Le problème: Ekaterina Sinitsa n’est pas une opposante russe active et n’a pas non plus de preuve qu’elle aurait été appelée pour rejoindre le front. Mais si elle avait attendu plus longtemps, elle n’aurait peut-être pas pu quitter le pays. «Un réfugié ne peut évidemment pas attendre que quelque chose se passe», précise Nula Frei.
La population russe a compris qu’il y avait une guerre
Depuis la mobilisation partielle du 21 septembre, plusieurs centaines de milliers de personnes ont fui la Russie, dont de nombreux hommes en âge de faire leur service militaire – mais aussi des médecins. «La probabilité que quelqu’un soit puni est beaucoup plus élevée depuis la mobilisation partielle, car beaucoup plus de personnes de la population russe peuvent être appelées», explique Nula Frei. Ekaterina Sinitsa a déposé un recours après le rejet de sa demande d’asile. Le Tribunal administratif fédéral décidera dans les semaines à venir si elle et sa fille peuvent rester en Suisse.

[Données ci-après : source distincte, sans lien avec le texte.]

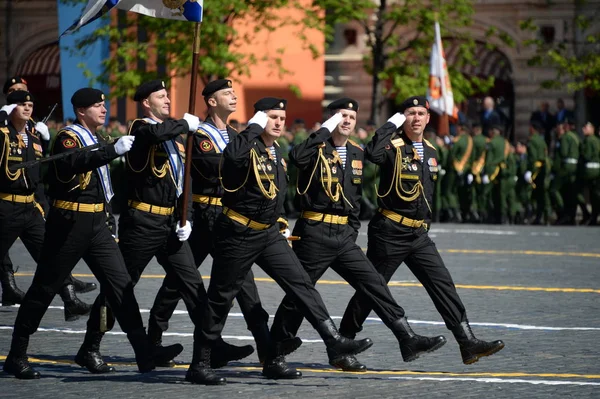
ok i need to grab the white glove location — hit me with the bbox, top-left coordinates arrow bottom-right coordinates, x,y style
0,104 -> 18,115
482,174 -> 490,185
514,176 -> 518,182
439,168 -> 446,176
280,228 -> 291,239
183,113 -> 200,132
35,122 -> 50,141
467,173 -> 474,185
387,113 -> 406,129
444,136 -> 452,145
248,111 -> 269,129
321,112 -> 343,133
524,171 -> 532,183
114,135 -> 136,155
176,220 -> 192,241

Dans le pire des cas, elle devra retourner en Russie. Mais sa fuite pourrait lui causer des problèmes là-bas. «Celui qui demande le statut de réfugié à l’étranger est un traître à sa patrie», explique-t-elle. Et celui qui s’oppose au gouvernement en Russie en subit les conséquences. Ekaterina Sinitsa le dit clairement: «Pour moi, quitter ma patrie était un acte politique de résistance.»